I wanted to add to the tributes a personal reminiscence of Bill Rusher, who was special to me in the thirty-two years I knew him. I first met Bill before Rick (Brookhiser) and I were engaged, in 1979. Naturally, I was apprehensive, since at the time the only conservative I knew well as a life-long liberal was the one I eventually married. We met at a handsome Indian restaurant on Central Park South. It became clear very quickly that I had no reason to worry. Bill, dapper and courtly, was welcoming from the first. I remember we talked about snorkeling and travel, and he was intrigued that I was a psychologist. I was struck by how psychologically-minded he was, and what a dry wit he had, as well as a keen intelligence and a taste for passionate poetry. Soon I discovered that he had a tender heart as well. I admired his frankness and his stoic temperament. At our wedding, he read from First Corinthians with great dignity.
The silver wine cooler he gave us as a wedding present got lots of use. Over the next few years, we evolved a ritual of meeting bi-monthly for dinner. Either I cooked for him at our apartment (he always brought a special bottle of wine, about which he instructed me with great aplomb), or he took us to one of his favorite, mostly classic French, restaurants.
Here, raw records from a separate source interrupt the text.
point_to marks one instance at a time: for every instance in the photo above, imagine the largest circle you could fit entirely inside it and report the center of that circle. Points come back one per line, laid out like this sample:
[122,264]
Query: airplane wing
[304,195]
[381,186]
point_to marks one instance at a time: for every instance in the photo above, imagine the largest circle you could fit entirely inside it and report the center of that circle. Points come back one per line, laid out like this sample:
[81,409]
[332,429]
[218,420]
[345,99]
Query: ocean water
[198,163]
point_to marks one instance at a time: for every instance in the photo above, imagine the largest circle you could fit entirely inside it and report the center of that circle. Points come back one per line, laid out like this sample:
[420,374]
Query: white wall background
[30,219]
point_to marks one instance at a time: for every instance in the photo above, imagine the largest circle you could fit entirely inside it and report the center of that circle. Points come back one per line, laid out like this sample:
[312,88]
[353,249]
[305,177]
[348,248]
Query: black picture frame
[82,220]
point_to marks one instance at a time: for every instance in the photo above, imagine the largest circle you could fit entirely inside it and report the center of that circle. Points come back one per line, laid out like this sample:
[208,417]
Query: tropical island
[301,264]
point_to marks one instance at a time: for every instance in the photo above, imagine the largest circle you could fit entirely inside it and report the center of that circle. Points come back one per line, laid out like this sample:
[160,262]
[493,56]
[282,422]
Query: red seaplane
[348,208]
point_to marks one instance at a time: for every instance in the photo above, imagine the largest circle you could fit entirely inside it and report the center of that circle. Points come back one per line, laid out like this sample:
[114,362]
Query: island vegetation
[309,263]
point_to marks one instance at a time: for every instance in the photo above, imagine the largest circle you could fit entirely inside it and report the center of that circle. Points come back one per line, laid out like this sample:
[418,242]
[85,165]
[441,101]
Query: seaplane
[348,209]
His generosity and delight as a host were only matched by his pleasure as a guest.
One of the highlights of my time with Bill was meeting him in Taiwan, and touring the National Palace Museum with so great a connoisseur of all things Chinese — and the delectable banquet that followed.
I was deeply touched by a particular compliment he paid me. He called me “daughter” — and he insisted that deep down I was actually a conservative. I can still hear his voice, and I treasure his memory.
— Jeanne Safer is a psychotherapist and author.